Dinsdale - You’re the one who posted that your wife and kids wanted to trade Daisy in for something younger and less smelly. What other inference can we make except that they’re looking for the shiny and new and getting rid of the velveteen rabbit once she’s become well-loved? You know what you can afford in treatments. I’m not saying that you need to take out a second mortgage for chemo for your dog. But killing the old dog not because you can’t afford the treatments, but because she’s no longer something from the J Crew catalogue is just sad.
You also didn’t respond to my comment about your family going their separate ways. Who’ll be the one responsible for the new dog when all this happens?
StG
Not sure the end of my marriage is imminent, but I had a dog before I got married, and imagine I’d try to figure a way to have a dog should my marriage end. Of course, I’m such a lousy pet owner that I feel is is much less desireable for a single working person to have a dog. But I have given some thought into the flexibility my work schedule allows, and what dog walkers would cost.
I had no problem with your comments/questions, StG. Just thought a few of the other ones a tad extreme. I’m sure these boneheads are better qualified to diagnose my dogs’ problems over the internet than the numerous vets we’ve seen over the past year. And because stents worked for one moron’s dogs, I guess I’m mistaken and it didn’t fail in my dog’s case. And folks are bothered by my calling Daisy a smelly old dog? Hell, that’s one of the nicer things I call her!
I know a whole lotta dogs and dog people, but I know very few dogs who have had better lives than her past 10 years. Just my personal, self-serving opinion, but there you go.
IMO, it is very difficult to decide how much to spend on a pet, at what point in their lives, for what degree of expected result. I know there are some people who are willing to pay any amount on their pets. I happen to disagree with those people.
Right now Daisy is on meds which are about $1k a year. Her last ear procedure was around $200, and this next one will be another $800. I don’t care if I made $10K a year or $1 million. At some point, I think a responsible pet owner has to weigh numerous factors in deciding how much more to pay for how much vet treatment.
And IMO people are assholes if they encounter someone who is grappling with an admittedly difficult decision, and see fit to oversimplify one option as “convenience.”
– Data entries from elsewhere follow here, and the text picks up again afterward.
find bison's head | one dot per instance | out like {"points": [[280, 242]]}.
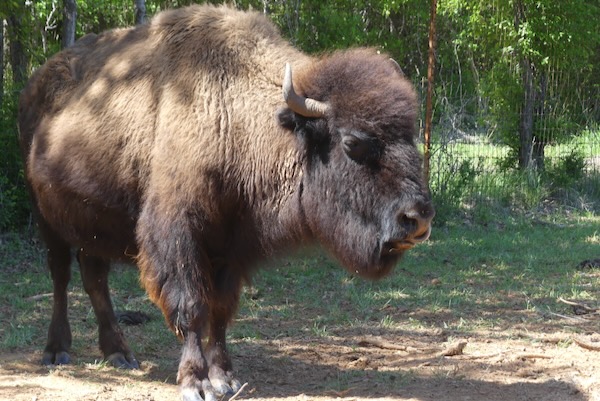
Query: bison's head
{"points": [[363, 194]]}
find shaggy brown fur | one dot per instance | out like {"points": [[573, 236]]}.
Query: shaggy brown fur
{"points": [[170, 145]]}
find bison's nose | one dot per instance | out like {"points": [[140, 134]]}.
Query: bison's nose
{"points": [[417, 222]]}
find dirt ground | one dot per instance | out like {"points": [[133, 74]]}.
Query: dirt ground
{"points": [[520, 363]]}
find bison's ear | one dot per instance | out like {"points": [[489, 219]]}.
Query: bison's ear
{"points": [[287, 119]]}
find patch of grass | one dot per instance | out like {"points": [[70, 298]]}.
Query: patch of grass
{"points": [[468, 277]]}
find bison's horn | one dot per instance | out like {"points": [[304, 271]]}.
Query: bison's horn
{"points": [[306, 107]]}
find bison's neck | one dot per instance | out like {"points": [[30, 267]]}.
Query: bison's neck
{"points": [[267, 185]]}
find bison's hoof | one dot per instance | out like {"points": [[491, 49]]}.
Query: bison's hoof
{"points": [[212, 390], [121, 361], [56, 358]]}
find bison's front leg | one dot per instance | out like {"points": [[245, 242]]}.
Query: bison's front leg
{"points": [[224, 302], [179, 278]]}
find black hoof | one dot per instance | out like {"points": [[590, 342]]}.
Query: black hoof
{"points": [[59, 358], [120, 361]]}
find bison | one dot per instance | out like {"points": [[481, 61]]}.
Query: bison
{"points": [[170, 145]]}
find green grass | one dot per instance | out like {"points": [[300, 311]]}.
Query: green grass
{"points": [[468, 277]]}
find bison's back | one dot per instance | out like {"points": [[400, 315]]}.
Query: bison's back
{"points": [[156, 109]]}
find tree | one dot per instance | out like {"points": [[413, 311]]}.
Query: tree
{"points": [[140, 12], [515, 45], [69, 23]]}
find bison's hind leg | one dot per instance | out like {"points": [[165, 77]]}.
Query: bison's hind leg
{"points": [[94, 274], [59, 263]]}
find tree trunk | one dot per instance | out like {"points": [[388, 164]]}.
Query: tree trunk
{"points": [[18, 57], [140, 12], [69, 23], [526, 138], [540, 138], [526, 119], [1, 62]]}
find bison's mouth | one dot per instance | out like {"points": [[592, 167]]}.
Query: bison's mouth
{"points": [[399, 246]]}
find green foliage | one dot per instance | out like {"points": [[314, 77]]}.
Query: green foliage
{"points": [[14, 202], [479, 77]]}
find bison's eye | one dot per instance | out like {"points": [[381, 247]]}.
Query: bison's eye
{"points": [[360, 147]]}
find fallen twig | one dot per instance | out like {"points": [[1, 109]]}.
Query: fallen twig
{"points": [[40, 296], [233, 397], [578, 308], [586, 345], [455, 348], [366, 342], [576, 318]]}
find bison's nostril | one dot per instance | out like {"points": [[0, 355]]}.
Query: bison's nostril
{"points": [[408, 223], [416, 222]]}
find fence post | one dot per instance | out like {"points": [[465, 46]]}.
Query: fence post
{"points": [[429, 105]]}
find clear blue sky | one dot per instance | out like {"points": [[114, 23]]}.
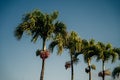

Holy shit, no kidding there. As someone who has had to make the terrible decision to put down a wonderful dog and a old as dirt but great cat within the past 6 months, my heart breaks reading that. A smelly old dog. Wow.
:mad:
Jesus, people, you’re reading a lot into his posts that I’m not. I’ve HAD to make the decision that the money I was spending on a pet was not giving her the quality of life she deserved, that there was no pleasure in being around her because she was miserable (didn’t even care to play or spend time with people) AND smelly, and that there was better use of the money to be made. I am not reading that **Dinsdale ** and family don’t give a shit about the smelly old dog. My smelly old dog was put down a few months ago BECAUSE we loved her. Just because **Dinsdale ** isn’t posting through his tears (as far as you know) doesn’t give you (generic you) the right to trash him for using some cold logic as well as warm emotion in making this decision. In case you hadn’t noticed, **Dinsdale ** is not known for his effusively emotional posting (see the post about his marriage for an example, and that’s a LOT bigger issue than a dog.) That doesn’t mean he doesn’t feel the emotions.
Thank you, TroubleAgain - you found the words that I have been looking for this afternoon.
Dins my friend, hugs. We understand what you’re going through - and I know it hurts. You’re in my thoughts.